Current Research and Scholarly Interests
Our laboratory has had a long-standing interest in the role of normal and abnormal endometrial development and its relevance to implantation, miscarriage, fetal growth, and endometriosis in humans. We also have studied mechanisms underlying ovarian follicle development and steroidogenesis.
We study the roles of the insulin-like growth factor (IGF) system and the Wnt family in human endometrium, the role of the IGF system in human trophoblast invasion and function, and have numerous ongoing studies on functional genomics of human reproductive tissues.

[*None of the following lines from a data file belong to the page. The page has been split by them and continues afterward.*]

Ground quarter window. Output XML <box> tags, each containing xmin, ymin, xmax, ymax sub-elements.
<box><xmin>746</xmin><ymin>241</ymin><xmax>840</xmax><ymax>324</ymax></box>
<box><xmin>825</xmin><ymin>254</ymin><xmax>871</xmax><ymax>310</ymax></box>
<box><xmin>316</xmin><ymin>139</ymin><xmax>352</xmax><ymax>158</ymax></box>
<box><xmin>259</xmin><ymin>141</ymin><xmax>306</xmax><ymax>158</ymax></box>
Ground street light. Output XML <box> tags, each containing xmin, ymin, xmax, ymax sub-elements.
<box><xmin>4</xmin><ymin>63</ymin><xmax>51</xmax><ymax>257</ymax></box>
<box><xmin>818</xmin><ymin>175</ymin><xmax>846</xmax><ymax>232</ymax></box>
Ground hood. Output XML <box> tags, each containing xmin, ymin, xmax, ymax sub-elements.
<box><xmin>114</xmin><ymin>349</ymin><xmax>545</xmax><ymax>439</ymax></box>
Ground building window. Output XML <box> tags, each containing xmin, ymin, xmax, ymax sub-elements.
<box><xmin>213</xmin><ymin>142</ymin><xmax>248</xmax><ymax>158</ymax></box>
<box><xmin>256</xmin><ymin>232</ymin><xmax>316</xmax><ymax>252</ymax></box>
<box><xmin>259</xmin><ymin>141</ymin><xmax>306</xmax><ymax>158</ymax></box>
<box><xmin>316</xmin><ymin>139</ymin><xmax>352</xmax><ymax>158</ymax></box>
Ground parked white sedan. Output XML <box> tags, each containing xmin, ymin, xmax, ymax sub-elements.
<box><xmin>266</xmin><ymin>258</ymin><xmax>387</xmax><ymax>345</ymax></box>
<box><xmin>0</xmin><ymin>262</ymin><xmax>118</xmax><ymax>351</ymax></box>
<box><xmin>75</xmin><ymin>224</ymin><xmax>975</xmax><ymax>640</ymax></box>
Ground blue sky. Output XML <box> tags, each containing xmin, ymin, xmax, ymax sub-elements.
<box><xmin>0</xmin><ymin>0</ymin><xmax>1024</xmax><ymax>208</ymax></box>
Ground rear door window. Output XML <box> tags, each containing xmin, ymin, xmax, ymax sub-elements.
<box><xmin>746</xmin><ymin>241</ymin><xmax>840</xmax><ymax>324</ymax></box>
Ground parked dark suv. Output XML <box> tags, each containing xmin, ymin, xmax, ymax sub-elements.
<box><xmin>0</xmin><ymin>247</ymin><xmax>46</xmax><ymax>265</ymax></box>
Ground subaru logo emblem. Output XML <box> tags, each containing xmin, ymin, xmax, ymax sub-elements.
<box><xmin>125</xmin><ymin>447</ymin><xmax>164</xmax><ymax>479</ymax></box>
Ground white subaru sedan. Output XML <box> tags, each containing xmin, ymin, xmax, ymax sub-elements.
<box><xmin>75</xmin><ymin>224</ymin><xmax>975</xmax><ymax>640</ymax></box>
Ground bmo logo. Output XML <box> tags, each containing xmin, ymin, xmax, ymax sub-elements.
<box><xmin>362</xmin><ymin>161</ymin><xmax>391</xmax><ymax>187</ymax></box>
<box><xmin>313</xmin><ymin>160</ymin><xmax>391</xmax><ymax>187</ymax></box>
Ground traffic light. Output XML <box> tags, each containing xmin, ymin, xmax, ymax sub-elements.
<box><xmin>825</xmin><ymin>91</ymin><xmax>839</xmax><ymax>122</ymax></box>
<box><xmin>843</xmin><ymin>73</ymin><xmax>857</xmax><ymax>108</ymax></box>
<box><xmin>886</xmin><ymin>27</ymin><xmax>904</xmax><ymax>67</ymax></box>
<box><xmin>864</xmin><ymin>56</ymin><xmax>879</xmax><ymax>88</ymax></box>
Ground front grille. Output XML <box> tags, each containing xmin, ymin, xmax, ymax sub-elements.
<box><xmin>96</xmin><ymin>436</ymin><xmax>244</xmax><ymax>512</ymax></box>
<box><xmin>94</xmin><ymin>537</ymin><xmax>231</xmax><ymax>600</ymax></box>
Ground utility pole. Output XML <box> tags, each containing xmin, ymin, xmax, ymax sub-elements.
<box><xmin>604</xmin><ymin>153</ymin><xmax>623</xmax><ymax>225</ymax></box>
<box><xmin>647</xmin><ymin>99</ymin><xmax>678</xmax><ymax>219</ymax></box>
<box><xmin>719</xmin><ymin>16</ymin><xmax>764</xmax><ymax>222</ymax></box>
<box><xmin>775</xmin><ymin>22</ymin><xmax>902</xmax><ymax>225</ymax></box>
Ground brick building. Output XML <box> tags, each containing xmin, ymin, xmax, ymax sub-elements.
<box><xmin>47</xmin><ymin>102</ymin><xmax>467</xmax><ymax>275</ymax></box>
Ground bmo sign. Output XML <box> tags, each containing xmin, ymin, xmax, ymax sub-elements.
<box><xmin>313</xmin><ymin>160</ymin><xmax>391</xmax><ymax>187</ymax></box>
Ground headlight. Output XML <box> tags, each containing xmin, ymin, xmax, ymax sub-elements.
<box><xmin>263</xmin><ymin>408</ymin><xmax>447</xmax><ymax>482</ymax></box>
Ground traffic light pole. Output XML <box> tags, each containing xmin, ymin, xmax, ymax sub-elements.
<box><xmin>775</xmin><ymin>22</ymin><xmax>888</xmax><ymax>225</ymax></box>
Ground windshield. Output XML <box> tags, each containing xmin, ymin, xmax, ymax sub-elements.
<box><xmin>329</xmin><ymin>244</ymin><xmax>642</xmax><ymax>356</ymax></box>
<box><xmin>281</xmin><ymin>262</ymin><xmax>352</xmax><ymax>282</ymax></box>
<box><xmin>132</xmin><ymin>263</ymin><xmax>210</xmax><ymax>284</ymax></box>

We have pursued gene discovery in the window of implantation in endometrium from normal women and in women with endometrial disorders, including endometriosis, repetitive miscarriage, and unexplained infertility. We have also performed molecular profiling of human endometrium across the menstrual cycle and in these disease states. These studies have resulted in identification of markers of diseases of the endometrium and potential targets for therapies.
Our lab has also conducted molecular profiling of human placental trophoblasts at different gestational ages and in pregnancy disorders, as well as human oviduct under different hormonal conditions and disease states.
In addition, we study mechanisms underlying endometrial differentiation in response to steroid hormones, placental hypoxia and fetal growth, and cross-talk between the placenta and the maternal decidua, as well as putative endometrial stem cells and their relevance to endometrial regeneration and endometrial disorders.
Our studies in the ovary focus on the IGF system, using a mouse model in which PAPP-A has been deleted by homologous recombination.